Marktanalyse & Details
Transaktionskonditionen und Marktreaktion
Die vereinbarte Gegenleistung liegt laut veröffentlichten Eckdaten als Prämie über dem Börsenumfeld: Zum Referenzzeitraum um den 15. Juni 2026 entspricht der Aufschlag auf den 60-Tage-Volumen-gewichteten Durchschnitts-Preis etwa 26%. In der Analysten-Kommentierung wird zudem eine Prämie von rund 13% zum Schlusskurs vom Vortag genannt.
- Kaufpreis: ca. $375 Mio.
- Preis je Aktie: $18,50 (All Cash)
- Finanzierung: über zugesichertes Eigen- und Fremdkapital, ohne Finanzierungsbedingung
- Timing: Abschluss voraussichtlich Q4 2026
Mit Blick auf die Unternehmensprozesse: Das Wertpapier wurde am 16. Juni zwischenzeitlich ausgesetzt, weil kursrelevante Informationen veröffentlicht wurden. Am 16. Juni schloss die Aktie bei $18,24.
Warum Altaris kauft: Synergien in der Molekulardesign-Software
Altaris begründet die geplante Kombination insbesondere mit der Nähe der Produkte und Kundenbedürfnisse: Simulations Plus soll mit CCG zusammengeführt werden, um Technologien im Molekulardesign weiter zu bündeln. Für Anleger ist dabei vor allem relevant, ob die Integration die Produktroadmap beschleunigt und wie sich die Akquisition in operative Synergien übersetzen lässt—zumal Simulations Plus angekündigt hat, in der laufenden Transaktionsphase keinen Earnings Call abzuhalten.
William Blair: Downgrade trotz attraktiver Prämie
Nach Bekanntgabe der Übernahme hat ein Analyst der Investmentbank William Blair das Rating von Outperform auf Market Perform gesenkt und dabei keinen Kurszielwert nachgeliefert. Als Bewertungsanker wird die Transaktionshöhe in Relation zu einer erwarteten Ergebnisgröße genutzt: Der Deal entspricht laut Analystenkommentar etwa 14,7x der geschätzten fiskalischen 2027 Adjusted-EBITDA-Erwartung.
Analysten-Einordnung: Das Downgrade wirkt weniger wie eine Aussage zur generellen Attraktivität des Kaufpreises, sondern eher wie eine Neubewertung der Upside-Perspektive im öffentlichen Markt. Für Anleger bedeutet diese Entwicklung: Sobald ein Unternehmen in Richtung Private-Equity-/Strategic-Owner-Exit läuft, verschiebt sich der Schwerpunkt typischerweise von operativen Wachstumsannahmen hin zu Deal-Risiken (z.
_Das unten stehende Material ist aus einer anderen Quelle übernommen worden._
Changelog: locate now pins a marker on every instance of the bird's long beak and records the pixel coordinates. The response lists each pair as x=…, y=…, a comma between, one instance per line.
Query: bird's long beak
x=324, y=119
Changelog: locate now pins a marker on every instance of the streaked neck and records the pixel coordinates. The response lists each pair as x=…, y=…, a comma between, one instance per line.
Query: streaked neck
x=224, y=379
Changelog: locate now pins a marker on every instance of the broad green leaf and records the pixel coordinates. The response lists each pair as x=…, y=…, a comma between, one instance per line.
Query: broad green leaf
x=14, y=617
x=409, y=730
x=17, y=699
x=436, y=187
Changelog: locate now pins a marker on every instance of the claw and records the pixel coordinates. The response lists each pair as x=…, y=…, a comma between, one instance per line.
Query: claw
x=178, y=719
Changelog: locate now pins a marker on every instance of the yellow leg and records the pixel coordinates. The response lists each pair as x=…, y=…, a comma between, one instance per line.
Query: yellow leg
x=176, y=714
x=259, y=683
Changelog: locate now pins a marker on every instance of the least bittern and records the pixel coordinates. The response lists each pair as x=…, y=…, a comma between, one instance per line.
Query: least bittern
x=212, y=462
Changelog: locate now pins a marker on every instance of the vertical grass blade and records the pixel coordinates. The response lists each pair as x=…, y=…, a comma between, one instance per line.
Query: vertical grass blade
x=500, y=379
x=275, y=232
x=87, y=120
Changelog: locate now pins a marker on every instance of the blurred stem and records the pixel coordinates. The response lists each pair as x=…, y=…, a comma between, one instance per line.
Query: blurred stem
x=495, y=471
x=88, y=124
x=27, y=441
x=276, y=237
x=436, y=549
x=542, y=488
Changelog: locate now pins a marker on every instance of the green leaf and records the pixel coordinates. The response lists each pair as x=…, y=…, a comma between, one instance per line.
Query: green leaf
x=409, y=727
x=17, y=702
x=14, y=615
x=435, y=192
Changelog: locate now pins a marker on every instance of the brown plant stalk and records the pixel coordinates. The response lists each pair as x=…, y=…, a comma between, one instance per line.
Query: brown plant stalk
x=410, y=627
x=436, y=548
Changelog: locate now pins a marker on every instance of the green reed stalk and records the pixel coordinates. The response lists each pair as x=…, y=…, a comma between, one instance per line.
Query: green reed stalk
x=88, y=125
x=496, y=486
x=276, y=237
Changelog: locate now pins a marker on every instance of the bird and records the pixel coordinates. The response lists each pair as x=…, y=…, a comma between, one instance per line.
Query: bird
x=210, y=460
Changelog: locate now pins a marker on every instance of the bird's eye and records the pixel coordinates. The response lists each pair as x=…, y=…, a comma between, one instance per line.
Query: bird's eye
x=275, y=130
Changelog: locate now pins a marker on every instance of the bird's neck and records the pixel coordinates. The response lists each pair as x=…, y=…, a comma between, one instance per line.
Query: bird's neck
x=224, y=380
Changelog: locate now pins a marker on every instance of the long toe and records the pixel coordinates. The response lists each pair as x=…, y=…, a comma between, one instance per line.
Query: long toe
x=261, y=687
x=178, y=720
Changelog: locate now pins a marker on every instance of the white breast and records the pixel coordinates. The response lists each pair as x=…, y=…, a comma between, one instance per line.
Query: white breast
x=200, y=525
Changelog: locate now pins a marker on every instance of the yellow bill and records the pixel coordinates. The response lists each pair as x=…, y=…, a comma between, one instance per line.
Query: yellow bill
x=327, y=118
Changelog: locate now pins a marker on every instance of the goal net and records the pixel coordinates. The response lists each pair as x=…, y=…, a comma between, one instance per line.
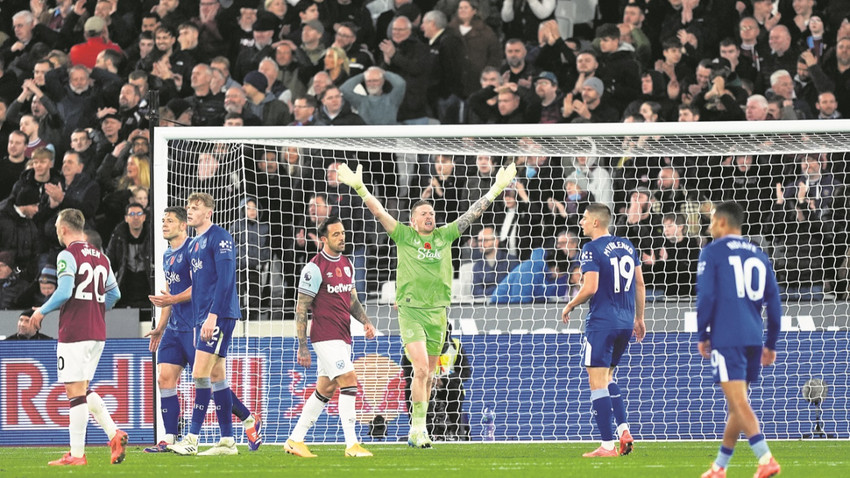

B. regulatorische Zustimmung) und zur Frage, ob es nach dem Abschluss zu Werttreibern durch Integration kommt. Dass Simulations Plus zudem keine Aktualisierung zur 2026er-Guidance sowie keinen Kommentar zur jüngsten Ergebnisentwicklung liefern will, erhöht den Informationsbedarf bis zur Ergebnisveröffentlichung—und kann erklären, warum ein zuvor prozyklisches Outperform-Signal zurückgenommen wird.
Kalender: Ergebnisveröffentlichung ohne Call
Simulations Plus plant, die Ergebnisse für das dritte Quartal des Geschäftsjahres 2026 am 9. Juli 2026 per Pressemitteilung zu veröffentlichen. Gleichzeitig wird darauf hingewiesen, dass aufgrund des laufenden Deals keine Earnings-Call-Termine stattfinden.
Für die Bewertung des aktuellen Nachrichtenimpulses ist das wichtig: Der Markt bekommt zwar einen operativen Datenpunkt über die Quartalszahlen, allerdings ohne das zusätzliche Management-Context-Gespräch, das bei offenen Planungen oft die Unsicherheit reduziert.
Fazit & Ausblick
Die Übernahme durch Altaris markiert für Simulations Plus einen klaren strategischen Wendepunkt: All-Cash, zugesicherte Finanzierung ohne Finanzierungsaufschub und ein geplanter Closing-Zeitrahmen im Q4 2026 setzen einen strukturellen „Exit“-Rahmen. Kurzfristig bleibt für Anleger jedoch entscheidend, ob die nächsten Informationen—insbesondere die Q3-Zahlen am 9. Juli 2026 und die Fortschritte bei den Abschlussbedingungen—die Erwartung an eine nahtlose Integration mit CCG stützen.
Bis zum Closing dürfte der Kurs vor allem von Transaktionsnews (Zustimmungen, Sondermeeting, regulatorische Schritte) und der Wahrnehmung der Bewertungsrelation zum erwarteten EBITDA geprägt sein.